I watched parts of the Indianapolis 500 May 25. But I wonder how much less of it I would have viewed had the first 75 laps been on one network and the last 125 laps on another.
Just a small inconvenience? I don’t know. I might have just tuned out because of the silliness of making me—or is it asking me or expecting me—to do such a thing.
If you decide to watch the Saturday portion of the 25th Breeders’ Cup World Championships—formerly Breeders’ Cup, formerly Breeders’ Cup World Thoroughbred Championships—this year from Santa Anita, you will have to do just such a thing. If you tune in on Friday, a third network comes into play.
You can argue an event with extremely low ratings should try anything new. Well, its organizers are.
So, on Friday, Oct. 24, five races for female horses—formerly distaffers—will be aired on ESPN2. The following day, the first 2 1⁄2 hours will be shown on ABC before the action switches to ESPN for another 3 1⁄2 hours.
(The Walt Disney Co. owns ABC as well as 80% of the ESPN family of companies.)
The Breeders’ Cup switched networks two years ago after a long run with NBC, apparently in an attempt to woo younger viewers, more of whom are attracted to ESPN programming. So far, that effort has been unsuccessful. The 2006 and ’07
ratings were nearly identical, last year’s 0.75 rating equating to roughly 1.05 million viewers.
The Friday card has been strengthened, in the view of some, but with poor previous ratings on Saturday, it is hard to imagine many new viewers tuning in on a Friday afternoon.
The Breeders’ Cup has made many announcements since last year’s event was held at Monmouth Park: last December that there would be three new races in 2008; in mid-February that Santa Anita would play host again in 2009; and later that month, that Friday would consist of five races for females and the Distaff (gr. I) would be re-named the Ladies’ Classic.
It became apparent a deal could not be worked out with Churchill Downs to play host in 2009, but waiting just a few weeks would have allowed Belmont Park to have been considered once the New York Racing Association was awarded a new franchise agreement.

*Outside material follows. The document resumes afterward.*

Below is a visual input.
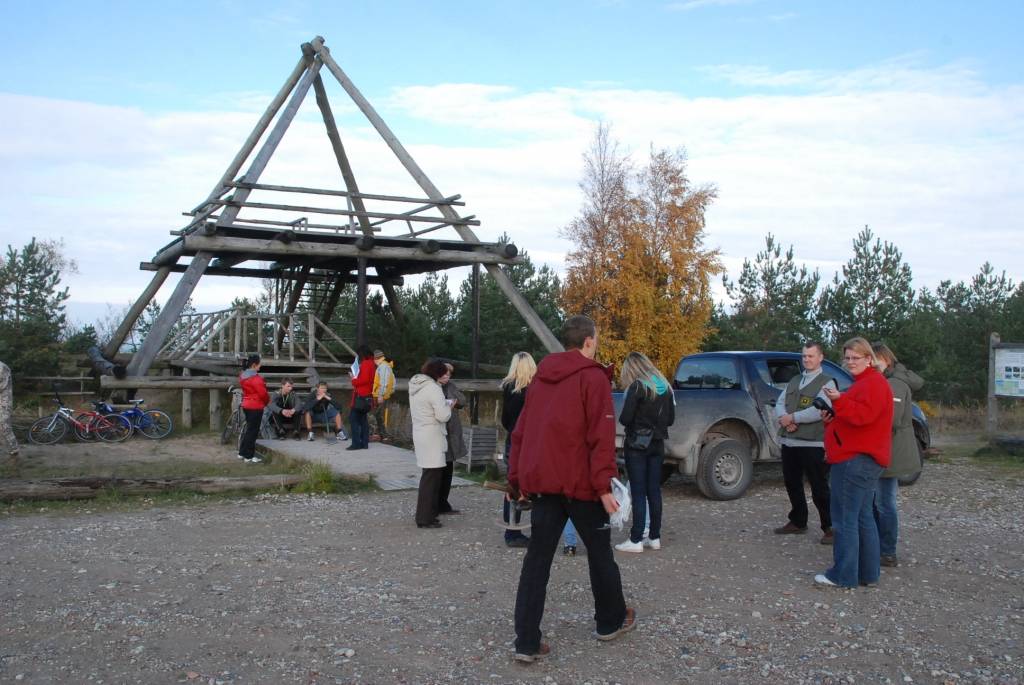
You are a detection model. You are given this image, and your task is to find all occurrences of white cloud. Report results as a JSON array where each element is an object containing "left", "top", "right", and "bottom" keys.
[{"left": 1, "top": 56, "right": 1021, "bottom": 324}]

As for the addition of new races, this writer must be among the minority who preferred the old model of the Breeders’ Cup, when a larger slice of the organization’s funds went to stakes races around the country throughout the year. More nominators and more horsemen were rewarded by pumping up stakes, many at small racetracks, where the odds of coming up with a horse good enough to compete in a championship race are high.
Now, with branding playing a larger role, Breeders’ Cup officials have opted to create more races to make the championship event stretch over two days. In 2008, we will be introduced to the Turf Sprint, Juvenile Fillies Turf, and Dirt Marathon. This comes on the heels of the first two-day Breeders’ Cup in 2007, when the Juvenile Turf, Dirt Mile, and Filly & Mare Sprint were run for the first time. This year’s two days will feature 14 races worth a record $25.5 million.
Many in the industry have criticized the grouping of the five races solely for fillies and mares on the Friday card, and the change from the distinctive name Distaff to Ladies’ Classic, akin to changing the Kentucky Oaks (gr. I) to Ladies’ Derby. If both days are of equal importance, why have the fillies and mares competing when fewer people are watching?
While several announcements have been made, there has been no word yet on race sponsorships for this year. Interestingly, a check of the Breeders’ Cup Web site does not show Dodge as a corporate partner, meaning it may have powered its last Classic (gr. I).
Though celebrating its 25th anniversary, Breeders’ Cup 2008 will contain many firsts. Only time will tell if the new features make a difference.